In each case, the opportunity was clear to all but those in what is now called "heritage media". Traditional network based and free-to-air television is being increasingly forced into a wider choice set that sees the television screen as a portal for all content and interactivity - both linear and non-linear - global, national and local.

Add to this increasingly expanding opportunities for delivering content to mobile, laptop and gaming devices, and you can see why brand owners and television network owners are fast becoming small fish.

The new Phillips software-based system, called TV Digital Personal, will be available on Philips television sets in Europe in time for Christmas. It will also be available for free download onto personal computers and can be used on digital video recorders and mobile devices.

TV Digital Personal is based on Springer's digital TV guide, so in effect another walled garden with yet another EPG. The software called APRICO is not unlike TIVO and automatically learns viewing preferences and suggests additional programming based on what has already been chosen by the viewer enabling the viewer to build their own channel.

Advertising could possibly be microtargetted according to viewer selections with an opt out permissions.
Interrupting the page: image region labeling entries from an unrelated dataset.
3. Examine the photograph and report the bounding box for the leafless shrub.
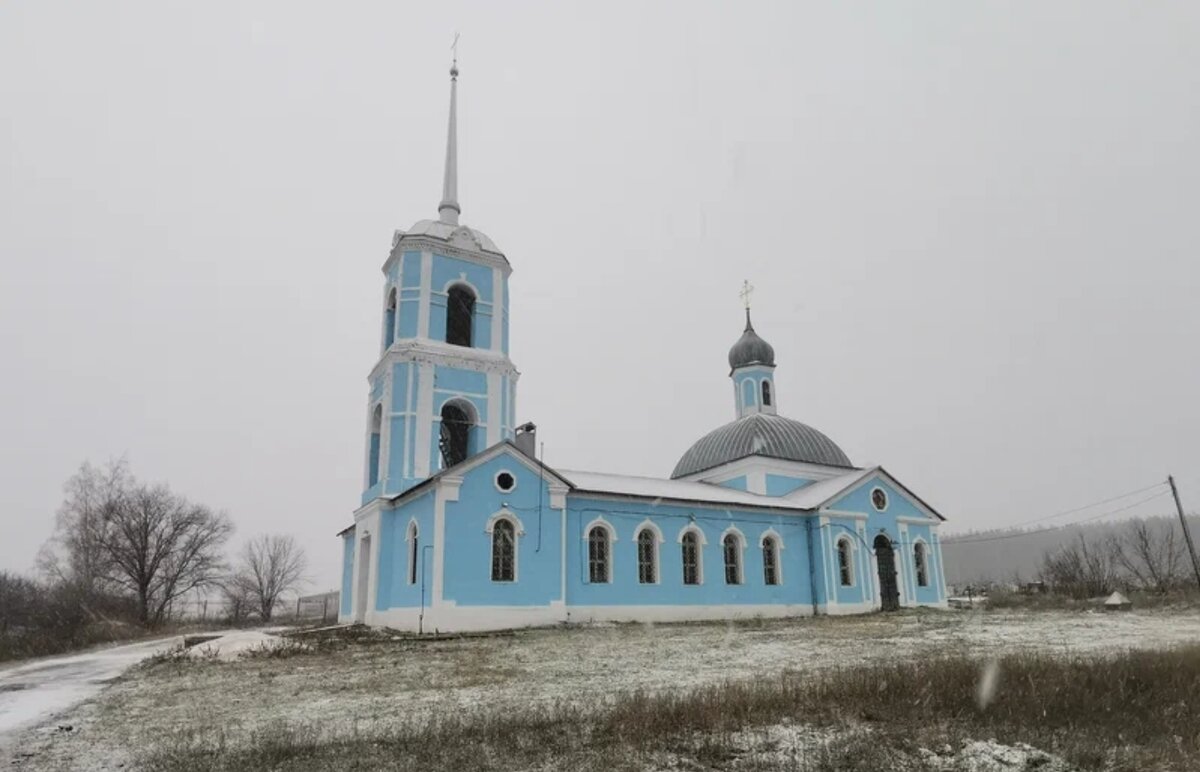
[227,534,307,622]
[42,461,233,626]
[1111,517,1183,593]
[1042,533,1118,598]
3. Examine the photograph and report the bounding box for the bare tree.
[43,460,233,624]
[1042,533,1117,598]
[236,534,307,622]
[98,485,233,624]
[1112,517,1183,592]
[221,571,256,624]
[37,459,133,607]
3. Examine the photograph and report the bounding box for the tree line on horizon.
[941,515,1200,598]
[0,459,307,659]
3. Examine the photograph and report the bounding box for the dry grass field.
[12,610,1200,772]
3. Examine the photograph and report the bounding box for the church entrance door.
[875,533,900,611]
This will be in addition to the regular TV commercials already embedded in programs.

The Sony announcement establishes a new US technological standard to be adopted by 2009 that will enable a new generation of TVs to include video-on-demand, digital video recording, interactive programming guides and other services.

By adopting a Java-based application called tru2way as a US interactive standard, it will enable the adoption of new "plug-and-play" interactive devices that can be used with TV sets.

The technology will also make it easier for consumers to receive the full range of cable-based services on other devices such as laptops, MP3 players, and cell phones.

Japan's new internet television is the brainchild of the TV Portal Service Corporation founded in July 2007 by Matsushita Electric Industrial Co, Sony Corp., Sharp Corp., Toshiba Corp. and Hitachi Ltd, set up a TV Portal Service with So-net Entertainment Corp., a Sony-affiliated Internet service provider and shareholder and is backed by the Japanese Government.

The companies aim to establish a global standard for the service and its portal, operating under the name acTVila, connects TV users free of charge to various web sites that provide consumer-oriented services, such as news and shopping.

From July Sharp will also sell TVs with an additional internet portal that offers access to Yahoo! Japan - the country's most popular website - as well as digitized print magazines and high definition video-on-demand.

In the end all of these announcements are still announcements but what they signal is indefatigable - television screens can no longer be viewed as just technology but as the conduit for an increasingly complex dialogue between media and content owners, producers, users, viewers, technology makers, brand owners and their agencies. And, if all the talk is right, the traditional television industry is showing all the signs of being undone by technology and its users just as the music industry was late last century.